Im Fan-Dilemma – Wie sich Filme wie Warcraft von ihrer Authentizität zerstören lassen

© Legendary Pictures

Es wird viel magisch gereist in Warcraft. Weltentore transportieren ganze Armeen von A nach B, Greifen tragen Krieger auf ihrem Rücken von Stadt zu Stadt, Teleportationssprüche erlauben Einzelpersonen oder kleinen Gruppen in einem Lidschlag von einem Hotspot zum anderen zu wechseln. Das leuchtet ein, nicht nur weil Fantasy-Narrative generell häufig die Fernreise als Plotmotor nutzen. Sondern auch weil die schnelle Bewegung von Ort zu Ort eine wichtige Mechanik eines Massive Multiplayer Online Roleplaying Games ist.

Die dort bespielten Welten sind so groß, dass sie Millionen von spielenden Menschen Platz bieten und jedem von ihnen eine echte Wahl lassen, was er als nächstes tun will. Wer möchte, kann die immensen Distanzen in Echtzeit laufend zurücklegen (und manch einer tut dies auch), aber für viele Spieler kommt diese Art von langweiliger Freizeitgestaltung nicht in Frage. Ein Greifenritt, ein magisches Portal, das dürfte vielen World of Warcraft-Spielern bekannt vorkommen. Genauso die äußere Form der gewirkten Zaubersprüche oder der exakte Aufbau von Locations wie Stormwind oder Karazhan, die seit Jahren als quasireale Räume im digitalen Äther existieren. Warcraft, der Film, ist durch und durch authentisch. Es ist das Werk eines Fans.

Textual Poachers

Fans stehen im popkulturellen Diskurs zurzeit häufig im Rampenlicht. Waren sie früher als überambitionierte Minderheit verlacht, zu denen man als Schöpfer_in zwar nett sein sollte, die aber für den großen Erfolg eines künstlerischen Produkts nur eingeschränkt wichtig sind, haben Produzenten und Marketingabteilungen heute erkannt, dass Fans im Internetzeitalter einflussreiche Meinungsführer_innen sein können. Wer ihre Unterstützung hat, kann damit im Fluss kultureller Gespräche viel bewegen. Wissenschaftler_innen wie Henry Jenkins haben darüber hinaus in Büchern wie Textual Poachers dargelegt, wie aktiv Fans inzwischen daran teilhaben, den Kosmos des verehrten Werkes positiv mitzugestalten und neu zu interpretieren, oft entlang ungeahnter ideologischer Linien.

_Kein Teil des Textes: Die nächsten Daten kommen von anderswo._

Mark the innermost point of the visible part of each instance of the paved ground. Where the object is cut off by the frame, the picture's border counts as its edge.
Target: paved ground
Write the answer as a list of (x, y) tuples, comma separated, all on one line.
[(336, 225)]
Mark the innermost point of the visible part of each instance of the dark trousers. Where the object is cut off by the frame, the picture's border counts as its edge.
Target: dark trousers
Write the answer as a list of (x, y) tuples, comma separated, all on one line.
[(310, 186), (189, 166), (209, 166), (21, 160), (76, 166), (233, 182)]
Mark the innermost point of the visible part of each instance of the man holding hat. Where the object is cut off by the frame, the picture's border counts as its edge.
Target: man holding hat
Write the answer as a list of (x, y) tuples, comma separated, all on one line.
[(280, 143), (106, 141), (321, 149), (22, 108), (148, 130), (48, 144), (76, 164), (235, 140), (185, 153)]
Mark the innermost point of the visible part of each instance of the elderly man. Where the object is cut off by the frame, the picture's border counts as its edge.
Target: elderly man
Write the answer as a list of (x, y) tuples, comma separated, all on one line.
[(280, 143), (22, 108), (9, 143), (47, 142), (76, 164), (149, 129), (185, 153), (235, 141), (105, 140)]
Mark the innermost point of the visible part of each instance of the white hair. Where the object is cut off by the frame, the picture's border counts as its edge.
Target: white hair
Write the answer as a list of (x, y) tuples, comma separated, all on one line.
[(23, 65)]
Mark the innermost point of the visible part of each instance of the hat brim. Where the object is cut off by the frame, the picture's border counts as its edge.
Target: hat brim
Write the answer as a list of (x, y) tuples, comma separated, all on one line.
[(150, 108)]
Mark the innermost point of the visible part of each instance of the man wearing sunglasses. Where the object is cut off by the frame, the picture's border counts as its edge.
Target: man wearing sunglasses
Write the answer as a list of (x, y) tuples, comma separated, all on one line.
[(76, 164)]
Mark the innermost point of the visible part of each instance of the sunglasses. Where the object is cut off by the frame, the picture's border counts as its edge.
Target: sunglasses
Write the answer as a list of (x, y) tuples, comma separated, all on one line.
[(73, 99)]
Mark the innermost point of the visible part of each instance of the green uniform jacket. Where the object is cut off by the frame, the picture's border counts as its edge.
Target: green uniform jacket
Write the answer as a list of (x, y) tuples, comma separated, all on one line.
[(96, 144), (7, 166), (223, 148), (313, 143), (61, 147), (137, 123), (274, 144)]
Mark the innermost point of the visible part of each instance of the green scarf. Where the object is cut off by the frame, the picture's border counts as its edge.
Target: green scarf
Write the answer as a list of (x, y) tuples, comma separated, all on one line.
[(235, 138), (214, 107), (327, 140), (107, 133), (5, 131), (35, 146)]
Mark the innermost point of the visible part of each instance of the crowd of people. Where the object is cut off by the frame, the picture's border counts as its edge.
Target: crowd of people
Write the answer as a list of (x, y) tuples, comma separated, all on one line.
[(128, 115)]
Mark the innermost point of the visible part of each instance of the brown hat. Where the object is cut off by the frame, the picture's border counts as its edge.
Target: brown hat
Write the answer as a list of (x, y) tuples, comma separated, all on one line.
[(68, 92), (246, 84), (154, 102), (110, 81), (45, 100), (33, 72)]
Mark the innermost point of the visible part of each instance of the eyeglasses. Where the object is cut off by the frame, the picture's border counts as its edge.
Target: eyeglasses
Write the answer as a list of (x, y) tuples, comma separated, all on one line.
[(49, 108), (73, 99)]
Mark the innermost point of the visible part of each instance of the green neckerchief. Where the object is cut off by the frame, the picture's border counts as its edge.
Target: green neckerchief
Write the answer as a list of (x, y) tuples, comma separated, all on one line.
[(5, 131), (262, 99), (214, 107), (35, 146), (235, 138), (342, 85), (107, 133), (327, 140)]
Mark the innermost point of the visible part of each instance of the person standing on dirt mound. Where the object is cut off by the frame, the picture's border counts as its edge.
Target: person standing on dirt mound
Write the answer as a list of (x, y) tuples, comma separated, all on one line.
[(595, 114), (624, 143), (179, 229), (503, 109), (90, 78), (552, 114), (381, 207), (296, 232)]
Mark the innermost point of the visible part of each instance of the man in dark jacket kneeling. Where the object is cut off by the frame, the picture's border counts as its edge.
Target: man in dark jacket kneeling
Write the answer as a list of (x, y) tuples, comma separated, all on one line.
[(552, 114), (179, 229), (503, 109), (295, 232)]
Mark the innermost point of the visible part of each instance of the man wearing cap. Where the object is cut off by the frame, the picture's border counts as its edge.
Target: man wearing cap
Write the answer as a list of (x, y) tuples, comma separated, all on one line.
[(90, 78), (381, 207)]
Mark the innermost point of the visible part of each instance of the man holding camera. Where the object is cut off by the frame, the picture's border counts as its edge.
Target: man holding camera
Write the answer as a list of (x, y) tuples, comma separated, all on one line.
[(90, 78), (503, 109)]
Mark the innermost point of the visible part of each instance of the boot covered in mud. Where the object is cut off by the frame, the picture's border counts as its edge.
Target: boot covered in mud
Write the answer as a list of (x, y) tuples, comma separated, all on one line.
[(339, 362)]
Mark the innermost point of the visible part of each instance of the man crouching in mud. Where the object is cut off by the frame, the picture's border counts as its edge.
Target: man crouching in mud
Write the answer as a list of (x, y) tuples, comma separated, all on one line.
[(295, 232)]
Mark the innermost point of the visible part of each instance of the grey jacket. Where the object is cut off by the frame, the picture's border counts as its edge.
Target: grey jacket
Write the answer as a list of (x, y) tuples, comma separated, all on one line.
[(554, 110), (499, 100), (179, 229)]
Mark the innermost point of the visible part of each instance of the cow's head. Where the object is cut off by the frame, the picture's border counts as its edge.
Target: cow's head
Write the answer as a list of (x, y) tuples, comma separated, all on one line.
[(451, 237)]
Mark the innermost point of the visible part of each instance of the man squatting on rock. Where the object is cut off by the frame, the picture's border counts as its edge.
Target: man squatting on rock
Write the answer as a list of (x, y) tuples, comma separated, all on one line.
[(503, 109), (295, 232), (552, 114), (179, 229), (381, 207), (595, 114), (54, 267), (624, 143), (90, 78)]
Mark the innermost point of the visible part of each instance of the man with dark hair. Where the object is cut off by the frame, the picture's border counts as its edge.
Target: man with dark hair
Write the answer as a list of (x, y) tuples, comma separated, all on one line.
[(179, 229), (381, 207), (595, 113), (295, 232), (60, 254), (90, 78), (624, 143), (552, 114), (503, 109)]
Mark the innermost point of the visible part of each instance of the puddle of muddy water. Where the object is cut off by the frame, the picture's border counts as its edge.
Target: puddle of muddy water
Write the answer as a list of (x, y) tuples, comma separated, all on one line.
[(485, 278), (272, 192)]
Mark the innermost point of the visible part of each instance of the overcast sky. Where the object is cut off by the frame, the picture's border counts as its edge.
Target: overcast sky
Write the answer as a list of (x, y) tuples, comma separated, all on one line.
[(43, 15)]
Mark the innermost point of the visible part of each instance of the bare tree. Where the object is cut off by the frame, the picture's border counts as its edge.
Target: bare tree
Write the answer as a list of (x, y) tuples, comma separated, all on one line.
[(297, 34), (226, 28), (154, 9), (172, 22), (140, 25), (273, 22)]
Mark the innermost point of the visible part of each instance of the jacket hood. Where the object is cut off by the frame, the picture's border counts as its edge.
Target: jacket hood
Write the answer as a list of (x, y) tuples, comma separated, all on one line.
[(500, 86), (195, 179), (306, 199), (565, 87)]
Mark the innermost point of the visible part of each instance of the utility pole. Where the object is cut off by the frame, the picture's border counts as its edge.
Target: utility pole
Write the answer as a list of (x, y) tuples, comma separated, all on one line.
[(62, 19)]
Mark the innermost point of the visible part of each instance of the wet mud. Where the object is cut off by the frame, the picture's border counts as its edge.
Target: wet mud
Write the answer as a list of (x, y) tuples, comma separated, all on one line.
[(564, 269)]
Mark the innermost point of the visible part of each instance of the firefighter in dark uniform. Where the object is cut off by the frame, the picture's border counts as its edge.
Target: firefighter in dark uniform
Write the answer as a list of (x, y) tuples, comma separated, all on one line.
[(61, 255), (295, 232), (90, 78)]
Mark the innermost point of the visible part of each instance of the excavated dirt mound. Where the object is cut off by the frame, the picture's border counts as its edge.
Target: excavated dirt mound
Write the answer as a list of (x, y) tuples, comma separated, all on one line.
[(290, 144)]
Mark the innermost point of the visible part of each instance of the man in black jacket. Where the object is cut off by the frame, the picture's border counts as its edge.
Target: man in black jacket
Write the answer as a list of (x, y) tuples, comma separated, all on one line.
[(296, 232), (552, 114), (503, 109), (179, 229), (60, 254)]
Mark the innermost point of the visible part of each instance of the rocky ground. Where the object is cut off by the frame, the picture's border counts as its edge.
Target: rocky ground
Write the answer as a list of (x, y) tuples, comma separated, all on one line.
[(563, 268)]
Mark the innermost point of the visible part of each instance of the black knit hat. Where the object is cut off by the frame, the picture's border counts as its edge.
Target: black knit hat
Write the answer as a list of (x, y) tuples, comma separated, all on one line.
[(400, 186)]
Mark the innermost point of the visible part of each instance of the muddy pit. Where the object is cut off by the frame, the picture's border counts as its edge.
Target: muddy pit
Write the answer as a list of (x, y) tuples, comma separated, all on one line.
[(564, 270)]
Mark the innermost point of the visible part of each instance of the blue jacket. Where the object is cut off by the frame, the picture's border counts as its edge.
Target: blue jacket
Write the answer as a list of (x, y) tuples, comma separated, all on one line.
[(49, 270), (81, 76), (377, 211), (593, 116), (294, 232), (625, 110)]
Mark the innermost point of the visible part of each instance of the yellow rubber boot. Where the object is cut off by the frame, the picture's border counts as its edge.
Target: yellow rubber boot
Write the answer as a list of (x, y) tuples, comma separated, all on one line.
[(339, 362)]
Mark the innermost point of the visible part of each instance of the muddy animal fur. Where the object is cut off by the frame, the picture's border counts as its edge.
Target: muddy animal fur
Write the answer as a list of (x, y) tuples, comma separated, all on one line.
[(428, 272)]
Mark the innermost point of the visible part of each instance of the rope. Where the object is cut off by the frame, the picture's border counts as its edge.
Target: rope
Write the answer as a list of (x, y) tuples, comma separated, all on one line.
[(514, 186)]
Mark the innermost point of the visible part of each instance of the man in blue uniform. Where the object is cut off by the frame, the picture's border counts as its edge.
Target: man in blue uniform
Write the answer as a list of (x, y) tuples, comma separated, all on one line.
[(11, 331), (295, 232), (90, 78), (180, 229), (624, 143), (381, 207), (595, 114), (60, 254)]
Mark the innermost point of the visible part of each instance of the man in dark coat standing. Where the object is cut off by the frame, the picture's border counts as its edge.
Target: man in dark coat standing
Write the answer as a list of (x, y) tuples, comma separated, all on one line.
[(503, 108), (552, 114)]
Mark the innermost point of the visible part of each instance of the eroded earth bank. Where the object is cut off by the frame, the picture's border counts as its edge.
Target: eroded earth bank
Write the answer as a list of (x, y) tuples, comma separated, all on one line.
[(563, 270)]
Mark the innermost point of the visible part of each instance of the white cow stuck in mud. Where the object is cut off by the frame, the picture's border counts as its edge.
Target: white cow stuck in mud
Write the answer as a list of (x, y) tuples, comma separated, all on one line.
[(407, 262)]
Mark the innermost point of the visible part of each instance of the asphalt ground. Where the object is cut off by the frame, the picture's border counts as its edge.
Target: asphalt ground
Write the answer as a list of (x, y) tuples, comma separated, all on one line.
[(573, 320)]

Auf der anderen Seite haben gerade die vergangenen Jahre immer wieder die dunkle Seite von Fantum hervorgekehrt. Erst letzte Woche brodelte es wieder in der Popkultur-Filterbubble, als der kontroverse US-Blogger Devin Faraci, bezugnehmend auf einen anderen Artikel, das Fantum mal wieder als “kaputt” bezeichnete, weil es sich kampagnenmäßig organisiert, um Filmemachern die eigene Sichtweise aufzuzwingen. Faraci vergleicht Hashtag-Kampagnen wie #GiveElsaAGirlfriend – Disney soll der Frozen-Heldin ein Coming Out schenken – und die lautstarke Wutwelle gegen das bald startende Ghostbusters-Remake mit der Figur Annie Wilkes aus Stephen Kings Roman Misery. Wilkes kidnappt dort einen Autor, um ihn zu zwingen, eine Geschichte nach ihren Wünschen fortzuschreiben.

Die Linie ist unscharf

Was die Forschung von Autor_innen wie Jenkins zwar andeutet, aber was im allgemeinen Diskurs gerne verloren geht, ist allerdings, dass die Trennlinie zwischen Fans und Schöpfern in den letzten zwanzig Jahren zunehmend unschärfer geworden ist. Seit die Kulturindustrie endgültig dahinter gekommen ist, dass es lukrativer ist, bekannte kreative Marken endlos fortzusetzen, als neue zu erfinden, sind auch immer mehr Menschen, die ihre Beziehung mit diesen Marken als (minderjährige) Fans begonnen haben, heute selbst in einer Position, wo sie schöpfend tätig werden. (Ja, das ist ein Thema, das mich fasziniert – ich habe es schon öfter hier im Blog beleuchtet.)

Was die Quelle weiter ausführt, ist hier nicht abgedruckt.